Question

In the following example, can the segment joining the given points form a triangle? If triangle is formed, state the type of the triangle considering sides of the triangle.

A(√2, √2), B(−√2, −√2), C(−√6, √6)

Answer 1

By distance formula,

d(A, B) = `sqrt((x_2 − x_1)^2 + (y_2 − y_1)^2)`

d(A, B) = `sqrt((−sqrt2 − sqrt2)^2 + (−sqrt2− sqrt2)^2)`

d(A, B) = `sqrt((−2sqrt2)^2 + (−2sqrt2)^2)`

d(A, B) = `sqrt(8 + 8)`

d(A, B) = `sqrt(16)`

∴ d(A, B) = 4                           ...(i)

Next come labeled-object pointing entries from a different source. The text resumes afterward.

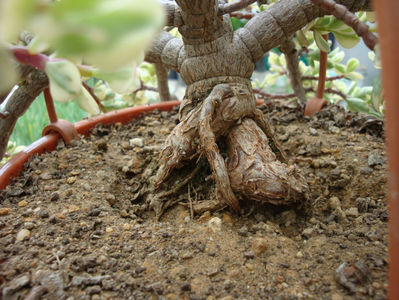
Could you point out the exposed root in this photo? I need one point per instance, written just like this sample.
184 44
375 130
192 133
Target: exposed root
252 170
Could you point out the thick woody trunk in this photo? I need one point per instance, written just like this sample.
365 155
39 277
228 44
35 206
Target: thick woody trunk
216 64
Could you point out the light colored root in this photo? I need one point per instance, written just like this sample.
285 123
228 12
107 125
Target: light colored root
255 173
211 150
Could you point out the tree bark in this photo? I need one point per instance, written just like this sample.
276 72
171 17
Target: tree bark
19 102
162 79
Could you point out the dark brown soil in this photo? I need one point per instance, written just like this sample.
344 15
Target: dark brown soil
75 226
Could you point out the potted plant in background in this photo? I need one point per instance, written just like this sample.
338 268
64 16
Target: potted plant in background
167 50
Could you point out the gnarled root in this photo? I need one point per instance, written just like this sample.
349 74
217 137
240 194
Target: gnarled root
254 171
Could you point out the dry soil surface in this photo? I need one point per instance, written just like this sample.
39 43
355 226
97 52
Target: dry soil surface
76 226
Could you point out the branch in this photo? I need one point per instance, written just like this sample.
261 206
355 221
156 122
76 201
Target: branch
270 28
242 15
341 12
162 79
327 79
233 6
18 103
166 49
144 87
294 74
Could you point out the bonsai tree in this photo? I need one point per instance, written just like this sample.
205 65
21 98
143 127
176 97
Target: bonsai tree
216 64
219 106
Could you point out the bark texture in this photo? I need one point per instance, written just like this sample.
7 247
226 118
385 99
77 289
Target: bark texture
162 80
20 101
216 64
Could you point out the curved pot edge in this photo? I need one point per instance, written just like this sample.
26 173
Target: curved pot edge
15 165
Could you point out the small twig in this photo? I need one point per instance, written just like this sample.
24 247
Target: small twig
91 92
144 87
327 79
191 203
4 115
341 12
58 259
233 6
242 15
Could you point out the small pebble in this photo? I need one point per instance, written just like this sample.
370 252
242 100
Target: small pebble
71 180
136 142
215 224
23 234
4 211
22 203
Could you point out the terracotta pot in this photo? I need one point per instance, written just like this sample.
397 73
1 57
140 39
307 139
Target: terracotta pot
48 142
388 27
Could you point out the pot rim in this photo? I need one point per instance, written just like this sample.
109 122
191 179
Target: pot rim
13 167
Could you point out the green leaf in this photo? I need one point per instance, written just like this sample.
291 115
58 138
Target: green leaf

d(B, C) = `sqrt((x_2 − x_1)^2 + (y_2 − y_1)^2`

d(B, C) = `sqrt([−sqrt6 − (− sqrt2)]^2 + [sqrt6 − (− sqrt2)]^2)`

d(B, C) = `sqrt((−sqrt6 + sqrt2)^2 + (sqrt6 + sqrt2)^2)`

d(B, C) = `sqrt(6 - 2sqrt12 + 2 + 6 + 2sqrt12 + 2)`

d(B, C) = `sqrt(16)`

∴ d(B, C) = 4                          ...(ii)

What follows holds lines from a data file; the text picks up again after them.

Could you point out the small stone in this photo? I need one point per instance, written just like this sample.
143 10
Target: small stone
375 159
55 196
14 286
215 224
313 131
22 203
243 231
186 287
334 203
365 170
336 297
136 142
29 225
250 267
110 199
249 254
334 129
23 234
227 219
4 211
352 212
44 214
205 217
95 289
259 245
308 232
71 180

d(A, C) = `sqrt((x_2 − x_1)^2 + (y_2 − y_1)^2`

d(A, C) = `sqrt((−sqrt6 − sqrt2)^2 + (sqrt6 − sqrt2)^2)`

d(A, C) = `sqrt(6 + 2sqrt12 + 2 + 6 - 2sqrt12 + 2)`

d(A, C) = `sqrt(16)`

∴ d(A, C) = 4                      ...(iii)

On adding (i) and (ii),

d(A, B) + d(B, C) = 4 + 4 = 8

∴ d(A, B) + d(B, C) + d(A, C)      ...[From (iii)]

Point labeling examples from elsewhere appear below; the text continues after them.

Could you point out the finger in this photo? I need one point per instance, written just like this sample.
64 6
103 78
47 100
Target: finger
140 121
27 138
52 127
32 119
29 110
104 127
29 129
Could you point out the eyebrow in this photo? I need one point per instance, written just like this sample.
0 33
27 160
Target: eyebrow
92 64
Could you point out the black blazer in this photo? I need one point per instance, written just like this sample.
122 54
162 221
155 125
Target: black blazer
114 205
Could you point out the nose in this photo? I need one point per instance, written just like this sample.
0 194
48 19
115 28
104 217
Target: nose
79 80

∴ Points A, B, C are non collinear points. We can construct a triangle through 3 non collinear points.

∴ The segment joining the given points form a triangle.

Since, AB = BC = AC

∴ ∆ABC is an equilateral triangle.

∴ The segments joining the points A, B and C will form an equilateral triangle.